Malgré cela j'ai toujours l'envie de lire un album de Hermann, notamment grâce à ses couvertures toujours réussies et qui sont de vrais appels à ouvrir l'album. Surtout car ses choix thématiques radicaux sur des sujets lourds et souvent très politiques me plaisent beaucoup. Le bonhomme rentre dans le tas, dit ce qu'il a à dire, dénonce sans détours et cela fait du bien. C'est tout cela qu'est Old Pa Anderson. Album lu rapidement, avec peu de textes et beaucoup de scènes nocturnes, il peut se comparer au film d'Arthur Penn La poursuite impitoyable, montrant le fonctionnement du Sud profond US avec des shérifs qui tentent de faire appliquer une loi bien lointaine pour une population bien attachée à ses traditions de lynchages et de racisme. Un petit soucis dans l'album repose (comme souvent chez Hermann) dans la difficulté de distinguer certains visages. Avec quelques aller-retours entre maintenant et le passé Yves H a l'intelligence d'utiliser ce flou dans sa construction, laissant parfois le doute sur l'époque visitée et le shérif concerné.
Histoire simple, linéaire, à l'aboutissement inéluctable et brutal, Old Pa Anderson est percutant par son propos, sa description sans détours d'une époque atroce, pas très ancienne, où les blancs disposaient de la vie des noirs de façon sans doute plus légère encore qu'au temps de l'esclavage où ceux-ci constituaient un bien matériel pour leur propriétaire. Le monde dépeint par les Hermann est toujours bien glauque, celui des bas-fonds de l'âme humaine où même entre gens de couleur on ne s'aide que contraint, on est lâche et soumis à de basses pulsions. La dernière odyssée d'Old Pa Anderson n'est finalement qu'une parenthèse dans la monotonie de ce Sud où le viol, le meurtre, le vol des noirs est la norme. Un album coup de poing dont le cahier final rappel que rien n'y est exagéré, comme un triste écho à l'actualité intérieure de l'Oncle Sam...
Lire sur le blog:
https://etagereimaginaire.wordpress.com/2019/08/07/old-pa-anderson
j'ai acheté cet album pour avoir un ticket permettant d'avoir une dédicace d'Hermann.

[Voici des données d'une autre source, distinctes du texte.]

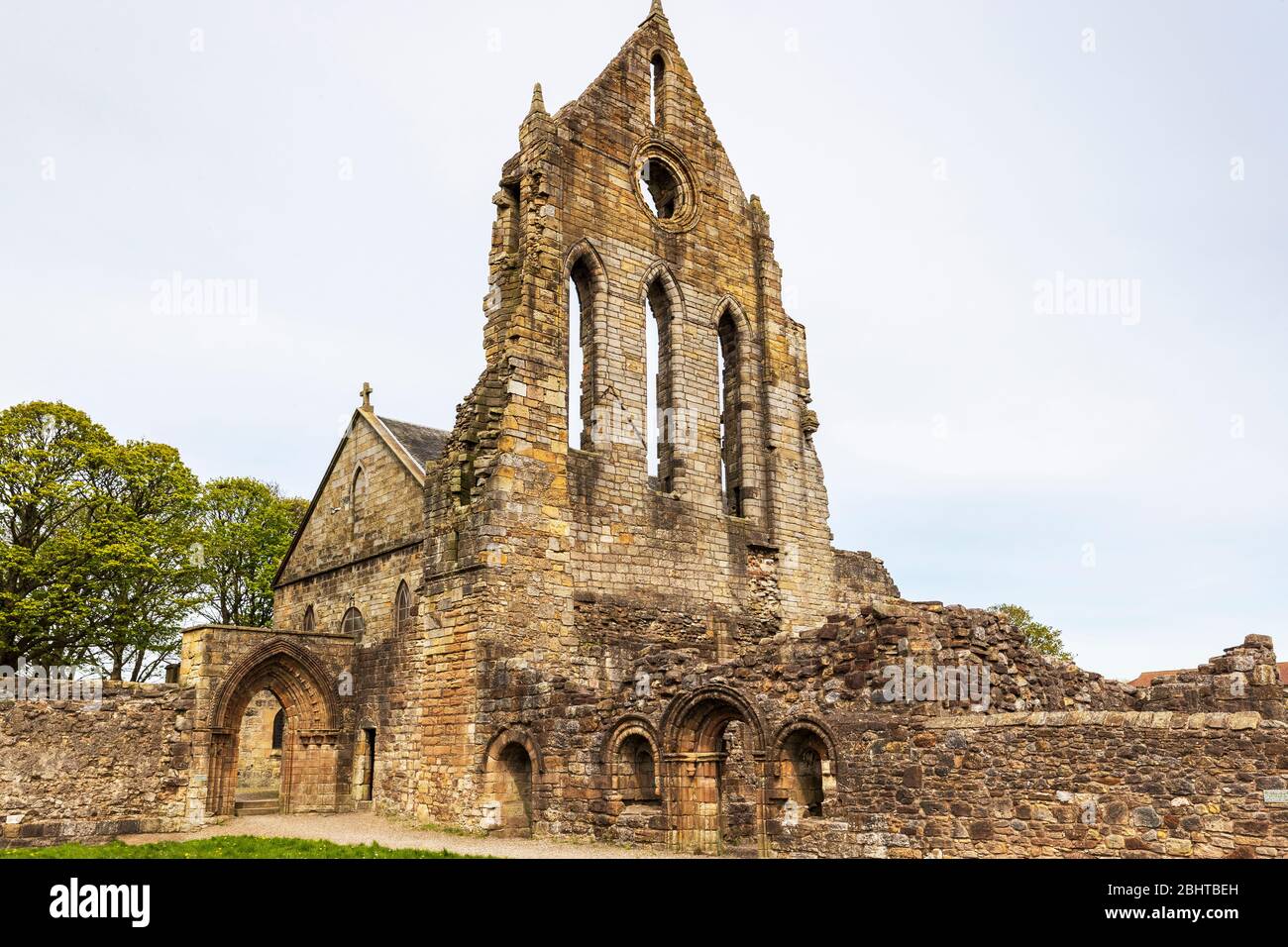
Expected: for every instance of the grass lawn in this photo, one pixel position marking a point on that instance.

autant dire que je suis parti à l'aveugle.
dans la (longue) file d'attente, j'ai eu tout le temps de le lire.
le terme exacte serait plutôt dévorer tellement j'ai apprécié la qualité graphique des dessins et des couleurs.
sans parler du scénario, minimaliste certes, mais parfaitement adapté aux dessins.
nul besoin d'explications superflues pour passer d'une planche à l'autre.
toutes s'enchainent avec fluidité.
le plaisir suprême fût de pouvoir féliciter le maître directement à la fin de la lecture.
il est à noter, dixit Hermann, que cet album à déjà eu 4 rééditions en à peine 5 mois chose rare dans le monde de la bd actuel.
bref, un album parfait, certainement l'un des meilleures à mon gout du moins.
Cela faisait un moment que je n'avais pas lu un album d'Hermann & d'Yves H, pourtant depuis leur première collaboration (Liens de Sang) je suis assez fan de leur travail. Il aura fallu l'incompréhensible Zhong Guo pour que le charme n'opère plus.
Depuis, seule Une nuit de pleine lune avait trouvé grâce à mes yeux.
Ici, je retrouve un Hermann en pleine forme, avec un superbe dessin qui nous plonge dès les premières planches dans l'ambiance du Mississippi des années 50. Même les scènes de nuit sont lumineuses. Personnages, paysages, voitures...le dessin est vraiment réussi.
Quant au scénario, très sombre, très violent, d'Yves H, il est d'une fluidité exemplaire, pour une fois! C'est simple, bien amené. Le thème de la vengeance, doublé d'une chasse à l'homme est parfaitement maîtrisé.
Pour comprendre cette atmosphère du Mississippi, n'oubliez pas de lire la post-face signé Yves H., c'est effrayant !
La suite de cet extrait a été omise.